Dr Mansfield is not the only one to question the strategic value of this operation. Early on in the campaign, some senior US officials were uncomfortable about the way it was being waged.

A few months in and Air Force Secretary Heather Wilson was clearly worried about the cost.

"We should not be using an F-22 to destroy a narcotics factory in Afghanistan," she told a conference in February 2018.

The F-22 is the most advanced stealth fighter in the world. Each aircraft costs $140m dollars and it costs at least $35,000 an hour to fly.

By August last year Lt General Jeffrey Harrigian, the head of US Air Forces' Central Command in Doha, was anxious that the policy of attacking revenue sources in Afghanistan was "not working as well as in Syria".

Image source, Handout
Image caption,
Dr David Mansfield, a leading expert on heroin production in Afghanistan

Then, on 2 September 2018, General Nicholson was replaced as commander of Nato and US forces in Afghanistan by General Austin "Scott" Millar.

That pretty much marked the end of the campaign, with only two more strikes on alleged heroin labs.

Instead, General Millar has developed a more aggressive strategy of targeting the Taliban directly with airstrikes and raids that US Forces describe as "designed to get them to the negotiating table by persuading them the war cannot be won".

"Why bomb heroin labs when we can kill Taliban fighters?" an American officer in Kabul told the BBC. "We find that is more effective."

The ultimate aim is a peace settlement between the Taliban the Afghan government.

When US Forces in Kabul were asked to respond to Dr Mansfield's findings, the BBC got a terse reply.

"All of our efforts are aimed at setting conditions for a political settlement and safe guarding our national interests", a spokesperson said. "The grand majority of our strikes are lethal strikes against the Taliban or ISIS."

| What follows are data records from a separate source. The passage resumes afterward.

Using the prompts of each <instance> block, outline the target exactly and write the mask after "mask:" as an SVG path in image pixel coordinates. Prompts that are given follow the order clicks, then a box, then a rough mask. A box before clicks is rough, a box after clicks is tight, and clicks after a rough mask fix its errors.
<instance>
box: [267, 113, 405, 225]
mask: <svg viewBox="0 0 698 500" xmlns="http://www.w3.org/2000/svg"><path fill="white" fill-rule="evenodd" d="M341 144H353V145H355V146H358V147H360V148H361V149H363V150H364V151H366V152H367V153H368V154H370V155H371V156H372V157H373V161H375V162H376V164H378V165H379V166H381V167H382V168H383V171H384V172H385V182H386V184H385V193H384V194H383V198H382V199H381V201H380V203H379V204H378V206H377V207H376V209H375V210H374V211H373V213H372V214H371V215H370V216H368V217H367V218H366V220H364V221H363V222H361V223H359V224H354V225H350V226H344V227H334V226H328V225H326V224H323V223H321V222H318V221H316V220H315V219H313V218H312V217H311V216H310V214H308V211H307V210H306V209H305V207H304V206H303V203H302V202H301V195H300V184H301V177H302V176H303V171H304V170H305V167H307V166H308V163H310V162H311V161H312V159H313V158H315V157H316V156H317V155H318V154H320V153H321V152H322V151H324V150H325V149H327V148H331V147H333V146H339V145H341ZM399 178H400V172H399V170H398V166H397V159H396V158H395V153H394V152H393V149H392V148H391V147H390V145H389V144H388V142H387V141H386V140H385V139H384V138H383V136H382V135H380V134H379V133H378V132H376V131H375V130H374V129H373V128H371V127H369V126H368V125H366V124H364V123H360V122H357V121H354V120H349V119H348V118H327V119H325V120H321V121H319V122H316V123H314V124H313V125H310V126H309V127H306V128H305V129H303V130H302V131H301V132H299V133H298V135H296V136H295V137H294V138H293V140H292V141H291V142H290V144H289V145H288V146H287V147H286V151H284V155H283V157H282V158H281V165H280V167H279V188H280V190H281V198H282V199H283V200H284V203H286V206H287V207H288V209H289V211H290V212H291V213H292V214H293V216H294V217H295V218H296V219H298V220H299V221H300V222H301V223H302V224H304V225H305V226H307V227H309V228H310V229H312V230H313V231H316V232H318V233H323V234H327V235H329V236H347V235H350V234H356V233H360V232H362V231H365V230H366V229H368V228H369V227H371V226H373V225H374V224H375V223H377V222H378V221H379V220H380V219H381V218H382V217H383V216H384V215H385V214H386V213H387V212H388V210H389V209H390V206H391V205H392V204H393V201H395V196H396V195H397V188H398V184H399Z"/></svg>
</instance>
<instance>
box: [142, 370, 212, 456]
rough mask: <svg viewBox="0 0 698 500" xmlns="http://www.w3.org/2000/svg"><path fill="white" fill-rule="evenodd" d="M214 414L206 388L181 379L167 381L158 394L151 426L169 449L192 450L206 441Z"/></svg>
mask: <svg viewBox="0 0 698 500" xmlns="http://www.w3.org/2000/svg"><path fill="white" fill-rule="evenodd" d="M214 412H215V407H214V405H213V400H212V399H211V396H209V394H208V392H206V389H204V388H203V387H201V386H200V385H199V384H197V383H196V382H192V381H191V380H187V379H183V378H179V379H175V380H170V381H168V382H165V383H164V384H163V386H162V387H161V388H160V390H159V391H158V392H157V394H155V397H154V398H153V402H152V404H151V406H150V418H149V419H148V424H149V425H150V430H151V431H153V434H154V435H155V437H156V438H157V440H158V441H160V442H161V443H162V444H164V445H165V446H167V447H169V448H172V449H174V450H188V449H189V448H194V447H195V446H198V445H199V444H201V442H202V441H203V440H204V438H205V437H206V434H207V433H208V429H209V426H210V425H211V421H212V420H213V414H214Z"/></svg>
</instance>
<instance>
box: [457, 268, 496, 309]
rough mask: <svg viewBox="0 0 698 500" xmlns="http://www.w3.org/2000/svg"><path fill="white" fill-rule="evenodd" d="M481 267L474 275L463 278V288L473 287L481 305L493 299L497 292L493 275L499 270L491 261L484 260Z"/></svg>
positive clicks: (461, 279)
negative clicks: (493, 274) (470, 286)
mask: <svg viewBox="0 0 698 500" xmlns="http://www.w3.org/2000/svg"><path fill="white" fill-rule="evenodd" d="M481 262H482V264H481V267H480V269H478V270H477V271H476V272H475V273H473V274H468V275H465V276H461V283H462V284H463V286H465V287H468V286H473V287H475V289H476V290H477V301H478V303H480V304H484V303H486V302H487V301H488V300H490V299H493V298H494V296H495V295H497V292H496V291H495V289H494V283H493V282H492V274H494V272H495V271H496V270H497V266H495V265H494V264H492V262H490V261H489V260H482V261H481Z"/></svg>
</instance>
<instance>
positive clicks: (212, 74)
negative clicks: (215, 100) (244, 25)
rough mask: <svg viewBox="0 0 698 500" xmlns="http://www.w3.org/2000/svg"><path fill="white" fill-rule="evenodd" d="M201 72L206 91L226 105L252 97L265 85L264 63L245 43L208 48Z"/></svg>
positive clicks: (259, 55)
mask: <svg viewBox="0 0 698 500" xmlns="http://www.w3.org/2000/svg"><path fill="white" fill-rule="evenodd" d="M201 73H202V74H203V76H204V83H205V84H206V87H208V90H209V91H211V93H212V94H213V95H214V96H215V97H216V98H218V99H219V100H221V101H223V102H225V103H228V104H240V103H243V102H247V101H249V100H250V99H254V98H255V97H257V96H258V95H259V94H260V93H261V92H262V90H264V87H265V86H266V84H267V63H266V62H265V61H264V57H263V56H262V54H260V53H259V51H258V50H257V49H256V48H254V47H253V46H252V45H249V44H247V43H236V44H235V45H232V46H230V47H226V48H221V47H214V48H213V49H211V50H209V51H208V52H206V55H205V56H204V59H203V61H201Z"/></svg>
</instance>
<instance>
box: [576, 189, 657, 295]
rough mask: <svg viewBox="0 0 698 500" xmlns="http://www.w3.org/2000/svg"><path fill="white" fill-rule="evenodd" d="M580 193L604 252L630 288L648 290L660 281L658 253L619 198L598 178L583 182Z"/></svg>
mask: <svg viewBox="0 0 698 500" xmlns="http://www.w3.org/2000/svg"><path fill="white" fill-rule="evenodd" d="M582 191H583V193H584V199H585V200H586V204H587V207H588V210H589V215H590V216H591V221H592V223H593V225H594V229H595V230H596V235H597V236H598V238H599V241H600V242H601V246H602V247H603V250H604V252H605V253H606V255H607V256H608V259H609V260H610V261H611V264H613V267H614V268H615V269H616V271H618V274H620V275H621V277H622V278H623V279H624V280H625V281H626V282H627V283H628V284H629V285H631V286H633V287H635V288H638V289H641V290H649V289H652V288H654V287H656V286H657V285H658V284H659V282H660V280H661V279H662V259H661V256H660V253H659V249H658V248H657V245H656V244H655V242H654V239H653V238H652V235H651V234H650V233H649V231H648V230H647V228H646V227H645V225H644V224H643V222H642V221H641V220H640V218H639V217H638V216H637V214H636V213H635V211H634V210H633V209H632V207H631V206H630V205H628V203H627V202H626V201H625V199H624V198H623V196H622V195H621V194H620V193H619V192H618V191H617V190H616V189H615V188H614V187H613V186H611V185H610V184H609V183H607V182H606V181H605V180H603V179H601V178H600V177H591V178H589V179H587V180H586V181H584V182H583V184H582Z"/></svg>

She would not comment on whether the US Air Force was deliberately hitting inactive targets to avoid further civilian casualties.

So what effect did Iron Tempest have on narcotics production?

The answer is very little. When the air campaign ended, the US military reported that "narcotics production in Afghanistan remained at elevated levels."

And the latest UN survey shows opium was grown on 263,000 hectares in 2018 - 20% down from 2017.

But that decline wasn't because of military action.

The UN says poppy production has fallen because of a severe drought in the north of the country and significantly lower prices after 2017's record crop.

The Special Inspector General for Afghanistan Reconstruction (SIGAR), John Sopko, does not mince words, labelling Afghanistan a "narco-state".

He hopes the current talks between US official and the Taliban will lead to some kind of peace settlement but believes the growth of this vast opium economy has made Afghanistan increasingly unstable.

Opium now accounts for around a third of Afghanistan's GDP, he says. It is by far the country's biggest cash crop and provides almost 600,000 full-time jobs.

This, despite the fact that the US military has spent $1.5m a day on counter narcotics since the invasion in October 2001, or almost $9bn.

And remember, that is on top of the more than $1 trillion spent fighting the war itself.

"To put it bluntly", he says, "these numbers spell failure."